Farmers found ready help when Mennonite Disaster Service (MDS) coordinated student volunteers to remove debris from fields. MDS volunteers are also

replacing damages roofs before future rainstorms cause further damage. MDS had placed about 100 volunteers in the community by Wednesday.

"Repair work is expected to continue for another week when MDS will reassess the needs of the community and take a second look at the length and depth

of our involvement in this recovery," said Ted Houser, MDS spokesperson.

A volunteer Disaster Child Care (DCC) team traveled to the town, which is located about 90 miles southwest of Topeka, to offer childcare for families

affected by the tornado. DCC is administered by Church of the Brethren and traveled to Hoisington under agreement with the American Red Cross.

Among denominational families hit hard by the April 21 tornado was the Christian Church (Disciples of Christ). At least 15 homes of Disciples were either

destroyed or damaged. Week of Compassion, a giving program coordinated by the Disciples, sent two grants totaling $5,500 to the First Christian Church

of Hoisington and the nearby First Christian Church of Great Bend. The funds will go toward needs in those congregations and in the greater community.

Week of Compassion is also in discussion with Church World Service about forming a long-term interfaith recovery group.

Nearly a quarter of the town was leveled by the twister, which killed one person and injured 28 others. Hoisington, 100 miles west of Wichita, also lost a

dozen businesses.

"A good part of the town is gone," Linda Reed Brown, interim director of domestic disaster response for CWS. CWS representatives are on site assessing

damages.

The damaged area is about six blocks wide and a mile long.

Even the tornado veterans were shocked when the twister touched down. Resident Linda Flanders, who has lived through three tornadoes, said there was

no warning. "This one was different because the news reports were talking about heavy rain and hail. But we never got it. The tornado was just here and

gone. We usually at least get hail. It wasn't that the warning system wasn't working -- it's that there was no time."

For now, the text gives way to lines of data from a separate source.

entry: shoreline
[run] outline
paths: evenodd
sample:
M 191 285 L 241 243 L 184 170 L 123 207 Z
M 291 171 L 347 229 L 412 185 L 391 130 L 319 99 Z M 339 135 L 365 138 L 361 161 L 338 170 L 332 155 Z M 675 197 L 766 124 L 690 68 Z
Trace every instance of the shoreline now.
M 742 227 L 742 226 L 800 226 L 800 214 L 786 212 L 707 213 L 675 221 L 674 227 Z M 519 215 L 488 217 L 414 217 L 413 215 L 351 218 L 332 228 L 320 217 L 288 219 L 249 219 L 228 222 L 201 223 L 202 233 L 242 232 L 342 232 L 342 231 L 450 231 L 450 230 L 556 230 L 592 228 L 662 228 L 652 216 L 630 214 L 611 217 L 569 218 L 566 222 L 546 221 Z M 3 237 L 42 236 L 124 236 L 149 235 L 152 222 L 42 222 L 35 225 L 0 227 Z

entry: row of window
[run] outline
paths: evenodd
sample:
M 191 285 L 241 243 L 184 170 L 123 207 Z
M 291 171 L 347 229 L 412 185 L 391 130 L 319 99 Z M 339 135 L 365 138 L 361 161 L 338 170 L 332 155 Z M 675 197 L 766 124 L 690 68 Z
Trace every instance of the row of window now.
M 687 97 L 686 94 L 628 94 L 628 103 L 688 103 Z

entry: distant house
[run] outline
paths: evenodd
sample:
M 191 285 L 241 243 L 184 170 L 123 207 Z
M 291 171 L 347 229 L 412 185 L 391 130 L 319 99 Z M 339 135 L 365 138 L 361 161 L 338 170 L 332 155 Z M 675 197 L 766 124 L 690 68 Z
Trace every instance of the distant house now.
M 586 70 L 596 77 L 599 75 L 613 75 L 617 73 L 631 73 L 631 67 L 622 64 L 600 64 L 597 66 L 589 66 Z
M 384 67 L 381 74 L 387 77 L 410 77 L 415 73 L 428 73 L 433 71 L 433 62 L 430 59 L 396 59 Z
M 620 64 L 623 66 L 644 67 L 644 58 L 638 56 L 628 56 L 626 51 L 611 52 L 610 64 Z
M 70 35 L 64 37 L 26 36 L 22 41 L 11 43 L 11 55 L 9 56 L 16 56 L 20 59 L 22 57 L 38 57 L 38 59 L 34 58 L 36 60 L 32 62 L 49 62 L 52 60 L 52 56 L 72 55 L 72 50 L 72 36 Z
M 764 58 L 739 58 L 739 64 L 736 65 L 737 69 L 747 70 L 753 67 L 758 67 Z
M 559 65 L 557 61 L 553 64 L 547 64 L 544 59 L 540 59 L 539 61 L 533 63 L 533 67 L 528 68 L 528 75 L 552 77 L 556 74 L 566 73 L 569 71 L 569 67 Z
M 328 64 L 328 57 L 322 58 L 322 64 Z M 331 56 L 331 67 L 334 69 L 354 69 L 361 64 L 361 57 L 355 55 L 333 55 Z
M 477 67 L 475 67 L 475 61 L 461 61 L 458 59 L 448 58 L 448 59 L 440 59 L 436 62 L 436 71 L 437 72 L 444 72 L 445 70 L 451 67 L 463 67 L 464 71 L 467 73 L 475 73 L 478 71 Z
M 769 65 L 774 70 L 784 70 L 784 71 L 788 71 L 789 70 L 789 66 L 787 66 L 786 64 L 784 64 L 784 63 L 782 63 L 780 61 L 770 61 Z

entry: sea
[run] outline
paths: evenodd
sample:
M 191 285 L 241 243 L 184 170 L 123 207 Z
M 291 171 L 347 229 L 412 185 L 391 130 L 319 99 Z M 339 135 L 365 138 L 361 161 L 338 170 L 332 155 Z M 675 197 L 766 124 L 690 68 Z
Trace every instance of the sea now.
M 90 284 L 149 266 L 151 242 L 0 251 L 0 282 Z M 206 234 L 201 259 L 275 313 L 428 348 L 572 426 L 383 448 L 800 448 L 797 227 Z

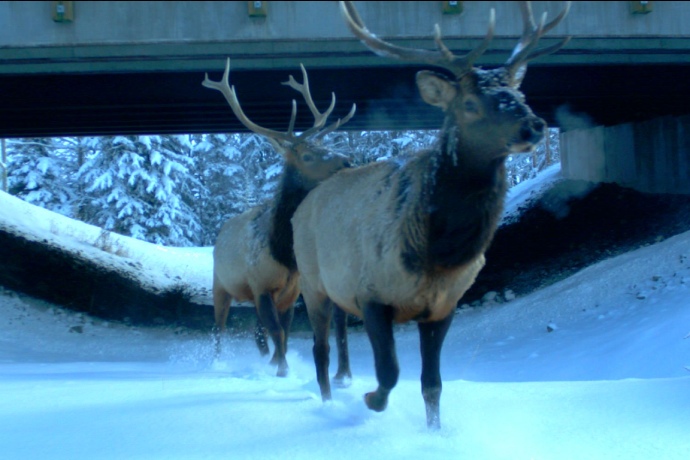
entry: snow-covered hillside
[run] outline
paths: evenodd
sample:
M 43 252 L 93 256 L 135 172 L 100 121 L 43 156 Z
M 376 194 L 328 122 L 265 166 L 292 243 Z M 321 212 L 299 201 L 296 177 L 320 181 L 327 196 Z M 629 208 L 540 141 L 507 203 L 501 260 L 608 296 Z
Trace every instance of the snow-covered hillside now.
M 79 250 L 98 237 L 0 198 L 15 228 Z M 152 282 L 210 283 L 208 248 L 117 241 Z M 379 414 L 362 401 L 376 385 L 362 332 L 350 333 L 352 385 L 324 405 L 307 334 L 291 338 L 281 379 L 250 338 L 228 337 L 214 361 L 205 333 L 105 323 L 0 290 L 0 457 L 687 459 L 688 333 L 690 232 L 460 310 L 443 348 L 442 429 L 429 432 L 413 324 L 397 328 L 401 379 Z

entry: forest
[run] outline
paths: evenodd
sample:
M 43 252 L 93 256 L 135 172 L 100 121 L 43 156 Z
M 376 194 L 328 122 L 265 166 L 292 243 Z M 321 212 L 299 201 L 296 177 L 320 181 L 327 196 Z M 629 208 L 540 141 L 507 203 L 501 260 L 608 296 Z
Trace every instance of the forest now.
M 331 133 L 354 166 L 405 155 L 437 131 Z M 516 185 L 559 161 L 558 130 L 508 158 Z M 212 246 L 228 218 L 273 196 L 282 157 L 257 134 L 119 135 L 3 141 L 0 185 L 70 218 L 164 246 Z

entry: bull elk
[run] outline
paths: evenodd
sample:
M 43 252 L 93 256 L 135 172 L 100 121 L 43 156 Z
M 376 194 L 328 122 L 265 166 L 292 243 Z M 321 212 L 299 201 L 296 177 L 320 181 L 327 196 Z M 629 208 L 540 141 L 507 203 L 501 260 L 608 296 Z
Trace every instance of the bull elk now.
M 302 68 L 303 83 L 292 76 L 283 84 L 302 94 L 314 116 L 314 125 L 295 134 L 296 103 L 292 101 L 292 115 L 287 132 L 278 132 L 252 122 L 242 110 L 229 85 L 230 59 L 220 82 L 211 81 L 208 74 L 203 82 L 207 88 L 220 91 L 237 118 L 250 131 L 268 138 L 282 154 L 285 167 L 273 201 L 229 219 L 222 227 L 213 249 L 213 307 L 215 314 L 216 353 L 220 352 L 220 333 L 225 325 L 232 299 L 251 301 L 256 306 L 260 323 L 267 329 L 275 345 L 272 364 L 278 366 L 277 375 L 285 376 L 287 336 L 292 322 L 294 303 L 299 295 L 297 265 L 292 250 L 290 219 L 295 209 L 311 189 L 335 172 L 349 166 L 347 157 L 321 147 L 319 140 L 352 118 L 356 106 L 342 120 L 325 126 L 335 107 L 335 94 L 330 107 L 323 113 L 314 104 L 307 72 Z M 345 321 L 344 314 L 341 321 Z M 257 345 L 262 354 L 268 353 L 263 329 L 257 326 Z
M 378 387 L 364 396 L 383 411 L 399 366 L 393 323 L 418 323 L 422 395 L 427 425 L 440 427 L 441 347 L 458 300 L 484 266 L 506 194 L 505 159 L 529 152 L 544 137 L 545 122 L 519 91 L 527 62 L 560 49 L 568 38 L 537 49 L 567 14 L 546 15 L 535 25 L 522 3 L 524 32 L 499 68 L 473 62 L 493 36 L 494 11 L 482 43 L 465 56 L 441 40 L 437 50 L 401 48 L 367 30 L 351 2 L 340 2 L 353 34 L 381 56 L 420 61 L 449 70 L 454 78 L 420 71 L 422 99 L 443 110 L 436 144 L 405 161 L 384 161 L 343 170 L 324 181 L 293 219 L 300 286 L 314 329 L 314 362 L 323 400 L 331 399 L 328 325 L 333 303 L 364 320 Z

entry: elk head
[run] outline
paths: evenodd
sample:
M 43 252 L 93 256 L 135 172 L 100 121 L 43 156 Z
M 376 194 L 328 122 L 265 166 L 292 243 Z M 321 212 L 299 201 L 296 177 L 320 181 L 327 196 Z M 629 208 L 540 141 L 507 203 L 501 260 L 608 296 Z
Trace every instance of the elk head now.
M 565 9 L 548 23 L 544 13 L 538 25 L 529 2 L 520 2 L 522 36 L 506 63 L 490 70 L 474 67 L 474 62 L 493 38 L 493 9 L 482 43 L 465 56 L 456 56 L 441 40 L 438 24 L 435 26 L 435 51 L 402 48 L 369 32 L 352 2 L 340 2 L 340 7 L 352 33 L 375 53 L 439 66 L 453 74 L 454 78 L 448 78 L 421 71 L 417 74 L 417 87 L 426 103 L 441 108 L 446 114 L 444 130 L 456 132 L 454 137 L 464 143 L 460 147 L 471 147 L 462 150 L 484 152 L 492 159 L 528 152 L 544 137 L 546 123 L 532 113 L 519 87 L 529 61 L 557 51 L 570 39 L 566 37 L 552 46 L 537 49 L 539 39 L 566 16 L 570 2 L 566 2 Z
M 292 114 L 290 116 L 290 123 L 286 132 L 274 131 L 272 129 L 264 128 L 257 125 L 245 115 L 242 107 L 237 99 L 235 87 L 230 86 L 230 59 L 225 64 L 225 72 L 223 78 L 219 82 L 211 81 L 206 74 L 203 85 L 207 88 L 216 89 L 220 91 L 225 99 L 228 101 L 230 108 L 242 124 L 250 131 L 260 134 L 268 138 L 271 144 L 281 153 L 286 161 L 286 169 L 294 169 L 299 171 L 299 179 L 305 189 L 314 188 L 322 180 L 332 176 L 338 170 L 348 167 L 349 162 L 345 156 L 329 152 L 320 146 L 320 140 L 323 137 L 338 129 L 340 126 L 347 123 L 355 114 L 357 109 L 355 104 L 352 104 L 352 109 L 343 118 L 338 119 L 329 126 L 326 125 L 326 120 L 330 116 L 335 107 L 335 93 L 331 93 L 331 105 L 325 112 L 321 113 L 316 108 L 314 100 L 312 99 L 309 89 L 309 77 L 304 66 L 300 64 L 302 69 L 303 83 L 298 83 L 292 75 L 284 85 L 290 86 L 298 91 L 304 97 L 304 100 L 314 116 L 314 124 L 306 131 L 295 134 L 295 118 L 297 116 L 297 103 L 292 100 Z

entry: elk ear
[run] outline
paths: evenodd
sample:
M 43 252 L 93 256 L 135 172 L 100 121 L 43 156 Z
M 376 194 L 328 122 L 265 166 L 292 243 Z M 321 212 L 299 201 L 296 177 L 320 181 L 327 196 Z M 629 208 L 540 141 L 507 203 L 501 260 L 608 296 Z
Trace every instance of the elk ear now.
M 446 77 L 428 70 L 417 72 L 417 88 L 419 88 L 424 102 L 443 110 L 448 108 L 450 101 L 458 93 L 455 86 Z

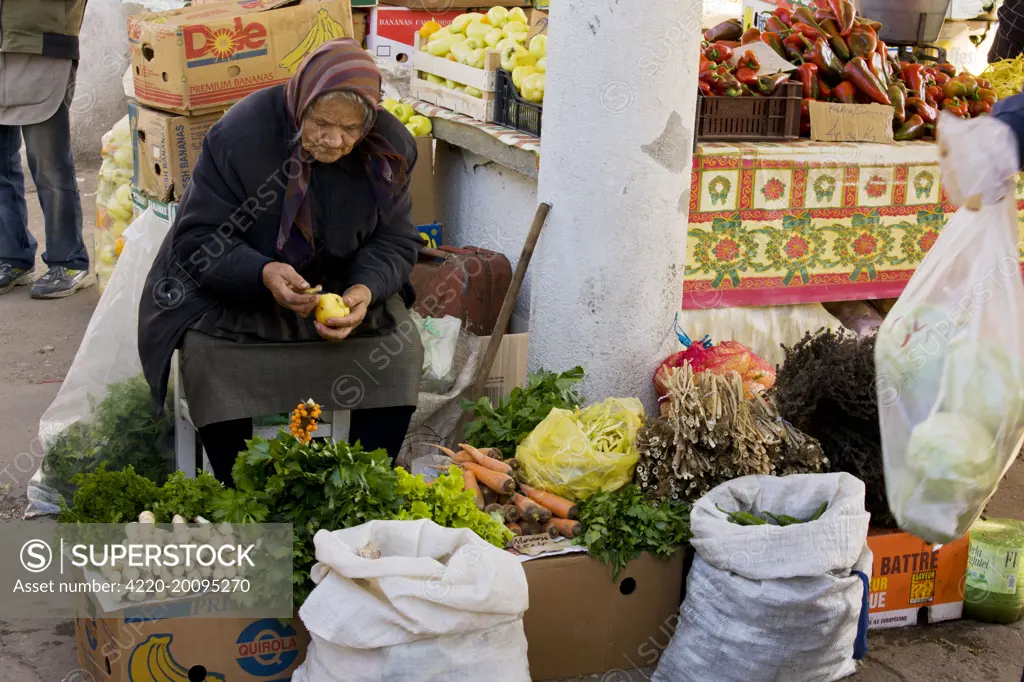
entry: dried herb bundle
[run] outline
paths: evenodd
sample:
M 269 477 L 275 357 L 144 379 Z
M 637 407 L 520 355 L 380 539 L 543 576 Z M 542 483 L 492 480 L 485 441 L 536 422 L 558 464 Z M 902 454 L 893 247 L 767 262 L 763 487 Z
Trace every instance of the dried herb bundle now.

The town's hospital and high school were badly damaged, and the Hoisington Catholic Church served as a

temporary hospital. An emergency command center was set up in city hall.

The tornado touched down on prom night but fortunately the prom was being held in the Knights of Columbus

hall and students were still at the dance when the twister hit. "This is certainly a prom they'll remember," said

Flanders.

Flanders, who is a member of the First United Methodist Church, said her church was serving as an insurance

center in which survivors could meet with insurance representatives. Survivors were being housed in the city hall

auditorium.

Response team members from the Kansas West United Methodist Conference were on the scene hours after the tornado hit.

Local pastors were on site at city hall to offer support for survivors. "There is a tremendous amount of damage," said Flanders, but added that the town is

responding with a united effort. "Everybody knows everybody here."